[<prev] [next>] [<thread-prev] [day] [month] [year] [list]
Message-ID: <e2e558b863c929c5019264b2ddefd4c0@codethink.co.uk>
Date: Thu, 25 Sep 2025 15:33:54 +0200
From: Matteo Martelli <matteo.martelli@...ethink.co.uk>
To: Aaron Lu <ziqianlu@...edance.com>, K Prateek Nayak
<kprateek.nayak@....com>
Cc: Valentin Schneider <vschneid@...hat.com>, Ben Segall <bsegall@...gle.com>,
Peter Zijlstra <peterz@...radead.org>, Chengming Zhou
<chengming.zhou@...ux.dev>, Josh Don <joshdon@...gle.com>, Ingo Molnar
<mingo@...hat.com>, Vincent Guittot <vincent.guittot@...aro.org>, Xi Wang
<xii@...gle.com>, linux-kernel@...r.kernel.org, Juri Lelli
<juri.lelli@...hat.com>, Dietmar Eggemann <dietmar.eggemann@....com>,
Steven Rostedt <rostedt@...dmis.org>, Mel Gorman <mgorman@...e.de>,
Chuyi Zhou <zhouchuyi@...edance.com>, Jan Kiszka <jan.kiszka@...mens.com>,
Florian Bezdeka <florian.bezdeka@...mens.com>, Songtang Liu
<liusongtang@...edance.com>, Chen Yu <yu.c.chen@...el.com>,
Michal Koutný <mkoutny@...e.com>,
Sebastian Andrzej Siewior <bigeasy@...utronix.de>,
Matteo Martelli <matteo.martelli@...ethink.co.uk>
Subject: Re: [PATCH 1/4] sched/fair: Propagate load for throttled cfs_rq
Hi Aaron,
On Thu, 25 Sep 2025 20:05:04 +0800, Aaron Lu <ziqianlu@...edance.com> wrote:
> On Thu, Sep 25, 2025 at 04:52:25PM +0530, K Prateek Nayak wrote:
> >
> > On 9/25/2025 2:59 PM, Aaron Lu wrote:
> > > Hi Prateek,
> > >
> > > On Thu, Sep 25, 2025 at 01:47:35PM +0530, K Prateek Nayak wrote:
> > >> Hello Aaron, Matteo,
> > >>
> > >> On 9/24/2025 5:03 PM, Aaron Lu wrote:
> > >>>> ...
> > >>>> The test setup is the same used in my previous testing for v3 [2], where
> > >>>> the CFS throttling events are mostly triggered by the first ssh logins
> > >>>> into the system as the systemd user slice is configured with CPUQuota of
> > >>>> 25%. Also note that the same systemd user slice is configured with CPU
> > >>>
> > >>> I tried to replicate this setup, below is my setup using a 4 cpu VM
> > >>> and rt kernel at commit fe8d238e646e("sched/fair: Propagate load for
> > >>> throttled cfs_rq"):
> > >>> # pwd
> > >>> /sys/fs/cgroup/user.slice
> > >>> # cat cpu.max
> > >>> 25000 100000
> > >>> # cat cpuset.cpus
> > >>> 0
> > >>>
> > >>> I then login using ssh as a normal user and I can see throttle happened
> > >>> but couldn't hit this warning.
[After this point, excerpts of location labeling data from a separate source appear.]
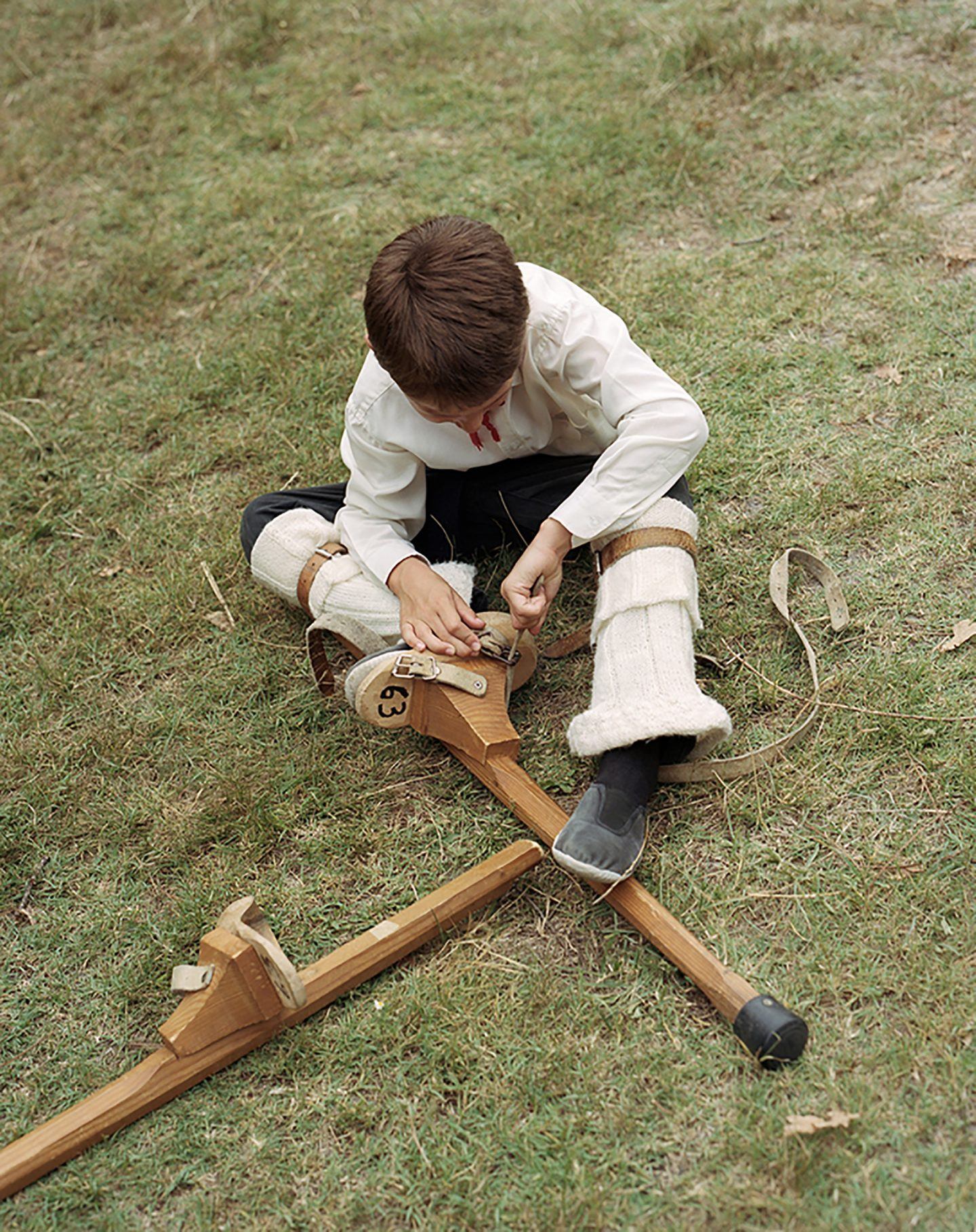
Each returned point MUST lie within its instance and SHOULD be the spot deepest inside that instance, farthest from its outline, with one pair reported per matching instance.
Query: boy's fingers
(411, 637)
(469, 616)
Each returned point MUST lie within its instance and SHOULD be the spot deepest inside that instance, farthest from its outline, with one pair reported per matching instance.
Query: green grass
(191, 197)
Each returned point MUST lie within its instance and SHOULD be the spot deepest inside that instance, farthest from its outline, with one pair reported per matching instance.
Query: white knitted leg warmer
(344, 598)
(644, 683)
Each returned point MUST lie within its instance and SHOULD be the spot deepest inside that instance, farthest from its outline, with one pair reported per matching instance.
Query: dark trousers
(468, 511)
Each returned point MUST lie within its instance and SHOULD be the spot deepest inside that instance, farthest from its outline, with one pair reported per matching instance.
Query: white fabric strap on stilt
(724, 769)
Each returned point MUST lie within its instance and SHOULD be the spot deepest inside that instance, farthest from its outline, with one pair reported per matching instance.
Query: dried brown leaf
(834, 1120)
(220, 620)
(962, 631)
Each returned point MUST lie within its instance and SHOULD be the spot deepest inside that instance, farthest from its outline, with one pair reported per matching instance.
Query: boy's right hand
(432, 614)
Do you have to do something special to
> > >>> trigger it?
It wasn't very reproducible in my setup either, but I found out that the
warning was being triggered more often when I tried to ssh into the
system just after boot, probably due to some additional load from
processes spawned during the boot phase. Therefore I prepared a
reproducer script that resemble my initial setup, plus a stress-ng
worker in the background while connecting with ssh to the system. I also
reduced the CPUQuota to 10% which seemed to increase the probability to
trigger the warning. With this script I can reproduce the warning about
once or twice every 10 ssh executions. See the script at the end of this
email.
> > >>>> [ 18.421350] WARNING: CPU: 0 PID: 1 at kernel/sched/fair.c:400 enqueue_task_fair+0x925/0x980
> > >>>
> > >>> I stared at the code and haven't been able to figure out when
> > >>> enqueue_task_fair() would end up with a broken leaf cfs_rq list.
> > >>>
> > >>
> > >> Yeah neither could I. I tried running with PREEMPT_RT too and still
> > >> couldn't trigger it :(
> > >>
> > >> But I'm wondering if all we are missing is:
> > >>
> > >> diff --git a/kernel/sched/fair.c b/kernel/sched/fair.c
> > >> index f993de30e146..5f9e7b4df391 100644
> > >> --- a/kernel/sched/fair.c
> > >> +++ b/kernel/sched/fair.c
> > >> @@ -6435,6 +6435,7 @@ static void sync_throttle(struct task_group *tg, int cpu)
> > >>
> > >> cfs_rq->throttle_count = pcfs_rq->throttle_count;
> > >> cfs_rq->throttled_clock_pelt = rq_clock_pelt(cpu_rq(cpu));
> > >> + cfs_rq->pelt_clock_throttled = pcfs_rq->pelt_clock_throttled;
> > >> }
> > >>
> > >> /* conditionally throttle active cfs_rq's from put_prev_entity() */
> > >> ---
> > >>
> > >> This is the only way we can currently have a break in
> > >> cfs_rq_pelt_clock_throttled() hierarchy.
> > >>
> ...
>
> Hi Matteo,
>
> Can you test the above diff Prateek sent in his last email? Thanks.
>
I have just tested with the same script below the diff sent by Prateek
in [1] (also quoted above) that changes sync_throttle(), and I couldn't
reproduce the warning.
Here's the script (I hope it doesn't add too much noise to the email
thread).
---
# Copyright (C) 2024 Codethink Limited
# SPDX-License-Identifier: GPL-2.0-only
#!/usr/bin/bash
script_path=$(realpath "$0")
wrk_dir=$(pwd)
kernel_version=fe8d238e646e
kernel_dir=${wrk_dir}/../linux
kernel_image=${kernel_dir}/arch/x86_64/boot/bzImage
qemu_image_url=https://cdimage.debian.org/images/cloud/sid/daily/20250919-2240/debian-sid-nocloud-amd64-daily-20250919-2240.qcow2
qemu_image_src=${wrk_dir}/$(basename "${qemu_image_url}")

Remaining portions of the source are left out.